"Walentynki Chełmińskie " już od soboty
Jarmark walentyński, koncert na rynku, nocne oglądanie gwiazd i pokaz sztucznych ogni uświetnią tegoroczne walentynki organizowane w Chełmnie (Kujawsko-Pomorskie), szczycącym się relikwiami patrona zakochanych. Uroczyste obchody rozpoczynają się już w sobotę.
Panowanie świętego Walentego w Chełmnie rozpocznie w sobotę koncert miłosnych piosenek na jazzowo w wykonaniu Izy Zając i jej zespołu.

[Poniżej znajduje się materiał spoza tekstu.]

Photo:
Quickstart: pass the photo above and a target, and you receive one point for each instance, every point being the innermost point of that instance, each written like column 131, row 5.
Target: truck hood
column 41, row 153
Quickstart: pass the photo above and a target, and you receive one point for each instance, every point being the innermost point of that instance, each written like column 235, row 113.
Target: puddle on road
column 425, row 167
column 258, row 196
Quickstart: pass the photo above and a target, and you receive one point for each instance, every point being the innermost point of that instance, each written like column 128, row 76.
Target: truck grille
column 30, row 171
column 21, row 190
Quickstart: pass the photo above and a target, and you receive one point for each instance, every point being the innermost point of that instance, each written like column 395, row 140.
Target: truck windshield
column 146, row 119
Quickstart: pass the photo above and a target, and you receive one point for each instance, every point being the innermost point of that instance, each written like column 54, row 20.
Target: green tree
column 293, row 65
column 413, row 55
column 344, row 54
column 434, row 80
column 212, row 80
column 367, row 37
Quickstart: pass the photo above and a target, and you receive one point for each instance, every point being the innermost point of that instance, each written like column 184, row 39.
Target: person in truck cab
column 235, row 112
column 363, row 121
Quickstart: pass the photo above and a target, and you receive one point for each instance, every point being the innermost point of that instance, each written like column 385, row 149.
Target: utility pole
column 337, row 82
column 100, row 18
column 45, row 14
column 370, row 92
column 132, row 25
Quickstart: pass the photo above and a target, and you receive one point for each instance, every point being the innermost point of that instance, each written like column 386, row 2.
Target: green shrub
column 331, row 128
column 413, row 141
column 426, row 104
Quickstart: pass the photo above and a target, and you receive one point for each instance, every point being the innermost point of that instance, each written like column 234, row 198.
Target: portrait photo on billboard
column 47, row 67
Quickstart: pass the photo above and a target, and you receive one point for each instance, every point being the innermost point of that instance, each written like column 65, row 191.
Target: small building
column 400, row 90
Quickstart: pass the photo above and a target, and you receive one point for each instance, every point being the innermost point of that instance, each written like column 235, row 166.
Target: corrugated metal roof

Tego samego dnia rozpoczną się dwudniowe warsztaty "Alchemia i amory w kuchni", łączące poznawanie tajników sztuki kulinarnej z degustacją przysmaków.
Na niedzielę zaplanowano walentynkowy kiermasz "Przez żołądek do serca". Odwiedzający będą mogli kupić tradycyjne produkty i kulinaria, a także wytwory lokalnego rękodzieła, wszystko osadzone w walentynkowej tematyce i nawiązujące do idei święta.
Kulminacja obchodów "Walentynek Chełmińskich" wypadnie 14 lutego. Już o świcie na miejskim rynku rozpocznie się Jarmark Świętego Walentego, w ramach którego wystawcy zaoferują walentynkowe drobiazgi, od słodyczy w kształcie serc po biżuterię.
Po południu, na ustawionej opodal renesansowego ratusza scenie rozpoczną się występy zespołów muzycznych. Gdy zapadnie zmrok, mieszkańcy miasta i goście odbędą podróż po nocnym niebie szlakiem miłosnych historii za pomocą wysokiej klasy teleskopu, a zwieńczeniem tego punktu programu będzie pokaz sztucznych ogni.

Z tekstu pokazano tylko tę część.